L'espérance de vie d'une vache est d'environ 20 ans, elle pourrait porter jusqu'à 8 ou 9 veaux mais on l'envoie à l'abattoir au bout de 7 ans en moyenne après avoir porté 3 ou 4 veaux. On n'attend même pas que leur production de lait diminue pour les réformer, leur potentiel laitier n'est généralement même pas atteint. Moins "féconde" (l'insémination n'a pas fonctionné du premier coup - faut-il rappeler le taux de réussite des inséminations artificielles chez les humains ?), plus de fausses couches (un exemple de consanguinité dans la filière viande au Japon), mammites à répétition, et donc frais croissants de vétérinaire, voilà quelques arguments pour les remplacer par des vaches plus jeunes.

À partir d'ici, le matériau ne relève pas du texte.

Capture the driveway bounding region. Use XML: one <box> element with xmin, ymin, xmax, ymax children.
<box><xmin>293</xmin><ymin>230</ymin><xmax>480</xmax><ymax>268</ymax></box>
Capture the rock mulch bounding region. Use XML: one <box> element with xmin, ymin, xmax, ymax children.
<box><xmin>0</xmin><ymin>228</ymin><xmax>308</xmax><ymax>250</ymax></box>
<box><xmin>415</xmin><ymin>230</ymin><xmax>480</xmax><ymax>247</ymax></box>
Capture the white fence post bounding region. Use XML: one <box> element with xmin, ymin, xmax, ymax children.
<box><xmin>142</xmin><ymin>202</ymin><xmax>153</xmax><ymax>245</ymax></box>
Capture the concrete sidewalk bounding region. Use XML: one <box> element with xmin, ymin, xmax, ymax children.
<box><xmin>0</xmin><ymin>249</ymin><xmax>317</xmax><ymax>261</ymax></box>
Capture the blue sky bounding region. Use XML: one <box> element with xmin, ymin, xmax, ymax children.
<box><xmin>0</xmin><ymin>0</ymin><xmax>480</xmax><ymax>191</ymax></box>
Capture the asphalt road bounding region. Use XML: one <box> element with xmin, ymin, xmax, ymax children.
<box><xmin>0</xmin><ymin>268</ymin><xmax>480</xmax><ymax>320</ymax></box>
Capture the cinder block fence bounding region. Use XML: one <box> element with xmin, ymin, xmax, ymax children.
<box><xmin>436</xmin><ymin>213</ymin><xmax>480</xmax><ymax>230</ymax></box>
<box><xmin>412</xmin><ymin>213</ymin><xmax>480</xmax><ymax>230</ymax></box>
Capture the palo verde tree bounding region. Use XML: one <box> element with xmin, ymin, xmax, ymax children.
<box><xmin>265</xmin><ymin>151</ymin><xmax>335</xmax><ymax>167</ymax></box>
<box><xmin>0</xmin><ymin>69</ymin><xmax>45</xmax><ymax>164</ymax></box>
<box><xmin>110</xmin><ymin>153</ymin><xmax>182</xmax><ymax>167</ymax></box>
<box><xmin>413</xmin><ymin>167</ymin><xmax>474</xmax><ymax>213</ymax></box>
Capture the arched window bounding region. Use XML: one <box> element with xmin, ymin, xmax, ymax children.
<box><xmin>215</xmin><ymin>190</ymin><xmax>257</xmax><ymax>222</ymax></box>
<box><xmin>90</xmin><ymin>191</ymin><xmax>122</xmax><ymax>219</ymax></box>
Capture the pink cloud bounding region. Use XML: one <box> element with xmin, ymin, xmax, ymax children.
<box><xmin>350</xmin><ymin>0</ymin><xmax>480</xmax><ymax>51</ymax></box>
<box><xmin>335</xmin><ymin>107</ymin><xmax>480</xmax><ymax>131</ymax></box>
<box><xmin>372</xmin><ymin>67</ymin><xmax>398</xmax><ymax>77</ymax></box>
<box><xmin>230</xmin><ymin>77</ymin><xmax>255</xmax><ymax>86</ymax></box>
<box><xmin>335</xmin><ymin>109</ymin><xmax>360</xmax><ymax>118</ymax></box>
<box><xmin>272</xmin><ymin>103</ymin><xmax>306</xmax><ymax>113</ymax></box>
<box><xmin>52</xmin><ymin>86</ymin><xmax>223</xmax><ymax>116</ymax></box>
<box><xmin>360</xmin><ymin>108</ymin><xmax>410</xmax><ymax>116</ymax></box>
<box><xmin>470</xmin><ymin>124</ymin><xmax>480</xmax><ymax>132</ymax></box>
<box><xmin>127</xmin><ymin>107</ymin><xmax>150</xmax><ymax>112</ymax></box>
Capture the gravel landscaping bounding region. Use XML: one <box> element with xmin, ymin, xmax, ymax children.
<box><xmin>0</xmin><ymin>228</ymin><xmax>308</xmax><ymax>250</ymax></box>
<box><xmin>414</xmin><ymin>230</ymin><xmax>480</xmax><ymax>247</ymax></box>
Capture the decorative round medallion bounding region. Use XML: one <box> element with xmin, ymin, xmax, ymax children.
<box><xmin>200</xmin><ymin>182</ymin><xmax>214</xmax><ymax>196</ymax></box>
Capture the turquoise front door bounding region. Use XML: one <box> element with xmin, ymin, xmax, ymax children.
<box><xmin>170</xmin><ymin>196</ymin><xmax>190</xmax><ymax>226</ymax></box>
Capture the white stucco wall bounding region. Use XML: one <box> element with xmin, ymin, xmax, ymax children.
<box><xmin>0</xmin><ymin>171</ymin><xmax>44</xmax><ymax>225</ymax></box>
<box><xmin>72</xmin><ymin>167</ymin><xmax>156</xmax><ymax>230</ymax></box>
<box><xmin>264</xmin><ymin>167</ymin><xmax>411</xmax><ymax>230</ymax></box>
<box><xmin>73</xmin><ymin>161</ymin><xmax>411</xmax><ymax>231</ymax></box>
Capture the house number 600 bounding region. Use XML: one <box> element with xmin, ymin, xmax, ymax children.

Une vie entière de portante pour finir en saucisse (tdg.ch)
Pour les chèvres, en méthode "classique", la durée de vie est de 4 à 5 ans contre plus d'une douzaine d'années dans la ferme de Jean-Yves Ruelloux.
Quel gâchis ...
Manger du fromage, boire du lait sans sur-approvisionner le rayon saucisses de veau - vaches du boucher, il reste encore du chemin à faire ! Avant d'arriver à la lactation continue après une seule mise bas pour les vaches comme pour les chèvres de Jean-Yves Ruelloux, des éleveurs promeuvent "tout simplement" l'allongement de la durée de vie de leur vache. Les motivations sont différentes au départ mais elles convergent tout de même vers "moins de gâchis", ce qui est selon moi déjà une première étape intéressante.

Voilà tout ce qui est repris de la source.